Plaintiff’s petition also fails to satisfy the substantive requirements of section 2 — 1401. Although the delay in raising the alleged coercion was somewhat less than two months, plaintiff’s motion does not allege due diligence in bringing the matter to the trial court’s attention. Moreover, plaintiff concedes that as of August 12 or 15, he was aware of the settlement, although he claims not to have authorized it. Plaintiff thus knew of his defense within three days of the dismissal order but waited until September 29 to bring the matter to the trial court’s attention.

Plaintiff does make the argument that the dismissal of the August 12, 1988, order should be vacated based on a mistake of fact, as he was misinformed by his attorney and subsequently coerced into signing the settlement agreement. However, he cites no authority to support his contention that the alleged coercion by his attorney is sufficient to require relief under section 2 — 1401. A similar argument was raised in Dassion v. Homan (1987), 161 Ill. App. 3d 141, 514 N.E.2d 41, in which the plaintiffs sought relief under section 2 — 1401 based on allegations that their attorney had made fraudulent representations which led them to consent to the dismissal of their lawsuit. The court rejected that argument, stating that section 2 — 1401 cannot be used to relieve parties from the consequences of their own mistakes or their attorney’s deception. Dassion, 161 Ill. App. 3d at 145.

Both Glenner v. Chicago Transit Authority (1972), 9 Ill. App. 3d 323, 292 N.E.2d 217, and McMillin v. Economics Laboratory, Inc. (1984), 127 Ill. App. 3d 517, 468 N.E.2d 982, relied upon by plaintiff, are distinguishable. In Glenner, the court held that the trial court had abused its discretion by refusing to vacate a dismissal order where the plaintiff contended that the trial court itself had coerced him into accepting a settlement agreement. Glenner, 9 Ill. App. 3d at 326.

*767Similarly, in McMillin, this court affirmed an order vacating an order of dismissal where it was shown that neither plaintiffs nor their attorney had agreed to a settlement and the motion to vacate was timely. (McMillin, 127 Ill. App. 3d at 526-27.) Neither case involved motions filed more than 30 days after the initial order had been entered and thus neither is dispositive here.

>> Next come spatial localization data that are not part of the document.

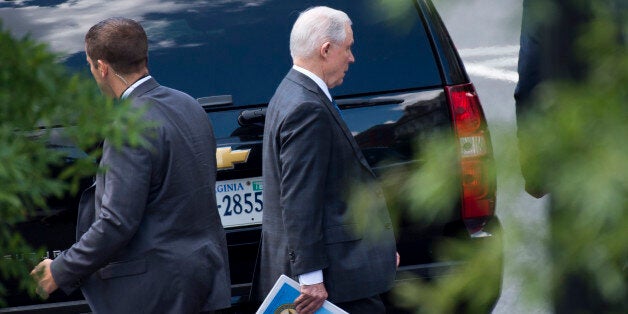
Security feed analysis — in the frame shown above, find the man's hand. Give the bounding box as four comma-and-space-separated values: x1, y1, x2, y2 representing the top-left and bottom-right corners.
397, 251, 401, 268
30, 259, 58, 299
294, 282, 328, 314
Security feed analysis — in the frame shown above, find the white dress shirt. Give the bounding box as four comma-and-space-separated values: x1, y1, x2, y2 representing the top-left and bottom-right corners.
293, 65, 332, 102
120, 75, 152, 100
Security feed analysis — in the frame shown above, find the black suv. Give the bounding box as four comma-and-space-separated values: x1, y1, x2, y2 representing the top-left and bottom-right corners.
0, 0, 502, 312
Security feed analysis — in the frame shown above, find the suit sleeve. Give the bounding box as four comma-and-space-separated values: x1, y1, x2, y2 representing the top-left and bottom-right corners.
50, 138, 153, 294
515, 0, 547, 198
514, 0, 542, 118
279, 101, 333, 275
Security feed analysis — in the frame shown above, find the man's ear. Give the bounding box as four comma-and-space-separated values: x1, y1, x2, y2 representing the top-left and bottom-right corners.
320, 42, 332, 58
97, 60, 108, 77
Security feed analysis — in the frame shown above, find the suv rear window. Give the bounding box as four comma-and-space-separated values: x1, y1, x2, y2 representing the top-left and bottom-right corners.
1, 0, 441, 105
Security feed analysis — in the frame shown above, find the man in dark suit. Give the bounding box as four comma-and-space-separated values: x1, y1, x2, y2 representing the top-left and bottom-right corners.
515, 0, 592, 198
259, 6, 397, 314
30, 17, 230, 313
515, 1, 627, 313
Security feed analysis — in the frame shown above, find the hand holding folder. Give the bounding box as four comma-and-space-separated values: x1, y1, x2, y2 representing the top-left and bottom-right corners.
256, 275, 348, 314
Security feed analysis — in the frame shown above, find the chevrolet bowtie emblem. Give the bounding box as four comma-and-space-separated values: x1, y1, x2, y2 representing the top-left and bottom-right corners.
216, 147, 250, 170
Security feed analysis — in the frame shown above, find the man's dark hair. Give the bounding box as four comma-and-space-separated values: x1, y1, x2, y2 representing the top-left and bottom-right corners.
85, 17, 148, 74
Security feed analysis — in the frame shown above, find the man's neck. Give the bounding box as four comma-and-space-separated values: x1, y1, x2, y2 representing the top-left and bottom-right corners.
113, 70, 149, 99
292, 64, 332, 102
293, 59, 325, 86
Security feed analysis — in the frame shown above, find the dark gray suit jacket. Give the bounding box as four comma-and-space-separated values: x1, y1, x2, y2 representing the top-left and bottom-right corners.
259, 69, 396, 303
51, 78, 231, 313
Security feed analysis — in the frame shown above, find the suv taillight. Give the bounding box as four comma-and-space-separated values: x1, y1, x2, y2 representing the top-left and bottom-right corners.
445, 83, 495, 237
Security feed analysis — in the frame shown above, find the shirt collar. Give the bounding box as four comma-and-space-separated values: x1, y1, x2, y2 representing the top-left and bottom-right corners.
292, 65, 332, 102
120, 75, 152, 100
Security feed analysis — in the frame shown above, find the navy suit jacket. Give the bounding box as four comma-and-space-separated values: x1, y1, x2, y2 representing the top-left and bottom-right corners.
51, 78, 231, 313
259, 69, 396, 303
515, 0, 593, 197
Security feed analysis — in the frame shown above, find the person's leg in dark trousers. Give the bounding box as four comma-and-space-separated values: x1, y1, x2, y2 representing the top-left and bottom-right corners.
336, 294, 386, 314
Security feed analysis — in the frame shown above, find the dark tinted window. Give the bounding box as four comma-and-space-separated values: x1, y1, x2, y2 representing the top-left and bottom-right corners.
1, 0, 440, 105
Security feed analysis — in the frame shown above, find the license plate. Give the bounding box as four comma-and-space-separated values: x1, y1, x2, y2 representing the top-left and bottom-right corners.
215, 177, 263, 228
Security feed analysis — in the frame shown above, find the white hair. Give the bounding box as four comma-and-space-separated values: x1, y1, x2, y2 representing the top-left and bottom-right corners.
289, 6, 352, 60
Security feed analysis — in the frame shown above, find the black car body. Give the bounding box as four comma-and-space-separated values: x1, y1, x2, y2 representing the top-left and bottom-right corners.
0, 0, 502, 312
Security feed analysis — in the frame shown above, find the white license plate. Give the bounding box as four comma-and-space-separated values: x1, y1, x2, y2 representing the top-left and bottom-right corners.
215, 177, 263, 228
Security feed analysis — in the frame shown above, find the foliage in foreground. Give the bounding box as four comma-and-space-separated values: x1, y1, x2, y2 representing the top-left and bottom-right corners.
0, 25, 147, 305
375, 1, 627, 313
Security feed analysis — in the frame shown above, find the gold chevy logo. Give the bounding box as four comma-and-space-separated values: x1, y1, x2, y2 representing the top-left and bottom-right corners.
216, 147, 251, 170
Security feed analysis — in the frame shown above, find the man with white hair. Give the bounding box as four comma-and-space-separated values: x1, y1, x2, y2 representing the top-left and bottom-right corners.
259, 6, 397, 313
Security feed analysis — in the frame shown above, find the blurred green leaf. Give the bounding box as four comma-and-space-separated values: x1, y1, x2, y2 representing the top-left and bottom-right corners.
0, 24, 148, 305
354, 1, 627, 313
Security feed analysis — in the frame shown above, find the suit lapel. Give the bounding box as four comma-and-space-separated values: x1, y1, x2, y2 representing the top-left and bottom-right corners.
328, 99, 376, 177
286, 70, 375, 176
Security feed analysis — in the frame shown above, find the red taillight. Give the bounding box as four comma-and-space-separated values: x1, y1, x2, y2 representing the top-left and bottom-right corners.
461, 160, 489, 199
448, 87, 483, 134
445, 83, 495, 236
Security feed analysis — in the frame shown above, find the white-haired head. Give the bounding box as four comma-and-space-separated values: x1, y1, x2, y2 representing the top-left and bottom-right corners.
290, 6, 352, 60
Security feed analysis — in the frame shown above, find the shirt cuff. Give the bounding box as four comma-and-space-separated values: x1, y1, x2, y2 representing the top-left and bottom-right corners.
298, 270, 323, 285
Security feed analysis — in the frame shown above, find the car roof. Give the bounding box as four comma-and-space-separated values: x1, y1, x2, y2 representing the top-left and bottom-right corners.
1, 0, 445, 105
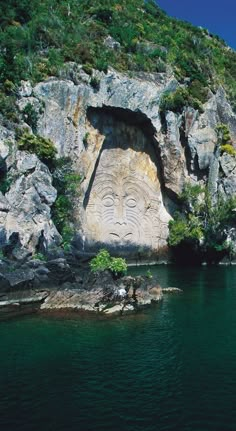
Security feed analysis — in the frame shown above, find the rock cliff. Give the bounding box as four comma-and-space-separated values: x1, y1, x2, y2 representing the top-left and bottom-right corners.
0, 66, 236, 261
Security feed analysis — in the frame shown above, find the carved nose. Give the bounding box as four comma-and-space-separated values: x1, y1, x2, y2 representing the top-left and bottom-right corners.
114, 201, 126, 225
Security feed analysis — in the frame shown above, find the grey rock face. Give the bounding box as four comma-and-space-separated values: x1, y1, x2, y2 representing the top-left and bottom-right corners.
220, 153, 236, 177
18, 80, 33, 98
0, 67, 235, 258
0, 152, 60, 251
159, 111, 187, 195
219, 153, 236, 197
3, 268, 35, 289
0, 125, 14, 160
104, 36, 121, 51
186, 88, 236, 176
31, 69, 179, 255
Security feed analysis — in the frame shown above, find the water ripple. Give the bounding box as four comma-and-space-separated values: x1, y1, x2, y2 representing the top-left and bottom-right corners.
1, 266, 236, 430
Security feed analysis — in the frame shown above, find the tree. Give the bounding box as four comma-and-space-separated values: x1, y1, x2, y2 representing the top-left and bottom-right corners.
168, 184, 236, 263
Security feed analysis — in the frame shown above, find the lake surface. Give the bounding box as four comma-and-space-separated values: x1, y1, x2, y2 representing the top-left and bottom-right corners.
1, 265, 236, 431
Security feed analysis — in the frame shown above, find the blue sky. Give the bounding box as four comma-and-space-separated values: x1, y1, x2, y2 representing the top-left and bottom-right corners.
156, 0, 236, 49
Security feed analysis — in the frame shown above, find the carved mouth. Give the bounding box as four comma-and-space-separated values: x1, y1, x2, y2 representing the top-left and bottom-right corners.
109, 232, 134, 241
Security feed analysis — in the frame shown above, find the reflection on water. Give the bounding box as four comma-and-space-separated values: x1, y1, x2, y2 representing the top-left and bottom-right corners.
1, 266, 236, 431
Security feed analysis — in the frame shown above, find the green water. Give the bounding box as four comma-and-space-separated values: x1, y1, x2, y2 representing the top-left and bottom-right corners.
1, 265, 236, 431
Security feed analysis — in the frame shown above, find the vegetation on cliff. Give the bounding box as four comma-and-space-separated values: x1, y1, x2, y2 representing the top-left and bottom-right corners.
51, 158, 82, 249
17, 130, 57, 163
1, 0, 236, 127
168, 184, 236, 263
216, 123, 236, 156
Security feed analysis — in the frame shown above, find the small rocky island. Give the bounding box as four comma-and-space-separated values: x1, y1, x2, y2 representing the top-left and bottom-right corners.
0, 246, 182, 320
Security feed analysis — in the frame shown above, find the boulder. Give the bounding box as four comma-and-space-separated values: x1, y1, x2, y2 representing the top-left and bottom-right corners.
103, 36, 121, 51
3, 268, 35, 289
46, 258, 76, 284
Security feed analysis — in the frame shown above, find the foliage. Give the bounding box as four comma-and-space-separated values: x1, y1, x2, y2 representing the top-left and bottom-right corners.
90, 76, 100, 90
168, 216, 202, 247
17, 131, 57, 163
109, 257, 128, 277
1, 0, 236, 126
0, 175, 13, 195
90, 249, 111, 272
89, 249, 127, 277
215, 123, 236, 156
216, 123, 232, 145
0, 159, 17, 195
221, 144, 236, 157
51, 158, 81, 248
146, 269, 153, 279
0, 91, 18, 124
32, 252, 46, 261
160, 87, 203, 114
83, 132, 90, 148
168, 183, 236, 262
22, 103, 39, 133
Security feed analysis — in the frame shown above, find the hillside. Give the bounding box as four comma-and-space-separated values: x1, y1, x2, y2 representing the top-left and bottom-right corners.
1, 0, 236, 125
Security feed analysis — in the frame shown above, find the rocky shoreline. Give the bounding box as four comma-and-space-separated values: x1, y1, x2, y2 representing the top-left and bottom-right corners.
0, 256, 182, 320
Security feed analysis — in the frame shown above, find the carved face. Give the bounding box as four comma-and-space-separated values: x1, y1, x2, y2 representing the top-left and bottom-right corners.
87, 173, 152, 244
81, 116, 171, 251
84, 151, 168, 248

One final matter remains to be addressed, Plaintiff has argued that the defendant would not be prejudiced by vacating the dismissal order and conducting an evidentiary hearing, a contention which is not supported by the record. As defendant points out, the fires which led to the initial complaint occurred in March 1977. Although the original suit was filed within one year, as required by the provisions of the insurance policy, it was dismissed for want of prosecution on October 4, 1982. The case was refiled on September 30, 1983, and was assigned for trial on August 11, 1988. Defendant has twice been required to make substantial preparations for settlement or trial, and we agree that to now require defense witnesses to testify to conditions of plaintiff’s building and plaintiff’s lack of maintenance, based on observations made almost 14 years ago, would unfairly prejudice defendant.

Accordingly, the order of the trial court denying plaintiff’s motion to vacate the dismissal of this case with prejudice is affirmed.

Judgment affirmed.

BUCKLEY, P.J., and CAMPBELL, J., concur.